Does anybody know how to select multiple columns from a pandas DataFrame whose contents meet multiple complex conditions? For example, the columns I'm trying to select MUST contain at least one instance of the integers 1 through 4 and MAY contain np.nan but CANNOT contain any other integers (below 1 or above 4) or datatypes.
I know I can do this by executing many lines of code in a row, but I'm hoping to find a better solution (especially one that will catch outside cases).
Example:
# import packages
import pandas as pd
import numpy as np
# Initialize list of lists
data = [[1, 4, 3, 5], [2, np.nan, 1, 3], [4, 3, 2, 1], [3, 3, 1, 4]]
# Create the pandas DataFrame
df = pd.DataFrame(data, columns=['A', 'B', 'C', 'D'])
print(df)
Output:
A B C D
0 1 4.0 3 5
1 2 NaN 1 3
2 4 3.0 2 1
3 3 3.0 1 4
Execute many statements or some optimized code to fulfill above conditions
df = df.select_dtypes(include='number')
df = df.loc[:,[(df[col] == 1).any() for col in df.columns]]
df = df.loc[:,[(df[col] == 2).any() for col in df.columns]]
df = df.loc[:,[(df[col] == 3).any() for col in df.columns]]
df = df.loc[:,[(df[col] == 4).any() for col in df.columns]]
df = df.loc[:,[~(df[col] > 4).any() for col in df.columns]]
df = df.loc[:,[~(df[col] < 1).any() for col in df.columns]]
print(df)
Output:
A
0 1
1 2
2 4
3 3
CodePudding user response:
import numpy as np
import pandas as pd
data = [[1, 4, 3, 5], [2, np.nan, 1, 3], [4, 3, 2, 1], [3, 3, 1, 4]]

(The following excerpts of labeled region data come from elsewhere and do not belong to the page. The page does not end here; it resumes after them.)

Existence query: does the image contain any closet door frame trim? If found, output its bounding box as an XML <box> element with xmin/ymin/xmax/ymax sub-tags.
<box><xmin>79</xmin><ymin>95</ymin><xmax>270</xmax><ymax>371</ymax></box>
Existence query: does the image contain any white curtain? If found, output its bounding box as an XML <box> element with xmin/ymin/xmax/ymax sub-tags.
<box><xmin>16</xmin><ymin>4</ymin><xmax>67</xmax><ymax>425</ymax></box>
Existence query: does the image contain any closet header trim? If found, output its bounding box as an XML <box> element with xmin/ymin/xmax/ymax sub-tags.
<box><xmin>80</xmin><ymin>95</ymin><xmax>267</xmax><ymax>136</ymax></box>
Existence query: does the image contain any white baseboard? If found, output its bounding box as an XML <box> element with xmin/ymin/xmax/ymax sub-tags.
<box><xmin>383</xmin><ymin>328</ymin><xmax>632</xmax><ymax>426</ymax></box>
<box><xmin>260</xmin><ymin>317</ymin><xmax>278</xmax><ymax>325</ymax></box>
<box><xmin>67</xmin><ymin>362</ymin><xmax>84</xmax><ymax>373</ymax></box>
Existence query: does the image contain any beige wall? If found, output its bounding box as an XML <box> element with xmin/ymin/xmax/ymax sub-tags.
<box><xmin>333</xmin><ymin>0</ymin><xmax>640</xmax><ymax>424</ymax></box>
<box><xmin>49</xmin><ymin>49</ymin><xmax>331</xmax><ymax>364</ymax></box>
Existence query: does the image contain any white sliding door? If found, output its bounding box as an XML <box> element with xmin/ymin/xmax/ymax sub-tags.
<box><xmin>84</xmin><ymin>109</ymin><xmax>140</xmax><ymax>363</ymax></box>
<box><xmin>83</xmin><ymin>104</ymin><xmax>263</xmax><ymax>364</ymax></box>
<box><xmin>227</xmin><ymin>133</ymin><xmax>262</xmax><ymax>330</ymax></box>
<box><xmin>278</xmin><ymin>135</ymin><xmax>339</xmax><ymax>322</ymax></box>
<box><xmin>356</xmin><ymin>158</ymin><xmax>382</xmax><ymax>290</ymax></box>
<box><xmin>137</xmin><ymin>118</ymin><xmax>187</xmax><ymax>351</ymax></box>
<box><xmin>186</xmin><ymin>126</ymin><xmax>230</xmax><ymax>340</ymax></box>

df = pd.DataFrame(data, columns=['A', 'B', 'C', 'D'])
mat = df.values
cols = (~((mat < 1) | (mat > 4))).all(axis=0) & np.in1d(mat, np.array(range(1,5))).reshape(mat.shape).any(axis=0)
print(df.loc[:,cols])
Output:
A B C
0 1 4.0 3
1 2 NaN 1
2 4 3.0 2
3 3 3.0 1
CodePudding user response:
Combine them in one call and pass to loc
:
(df
.select_dtypes('number')
.loc(axis=1)[lambda df: df.eq(1).any() &
df.eq(2).any() &
df.eq(3).any() &
df.eq(4).any() &
df.le(4).any() &
df.ge(1).any()
]
)
A
0 1
1 2
2 4
3 3
Taking it a bit further, let's encapsulate your logic with less steps:
trim = df.transform(lambda df: pd.Series([1,2,3,4]).isin(df)).all()
df.loc(axis=1)[trim]
A
0 1
1 2
2 4
3 3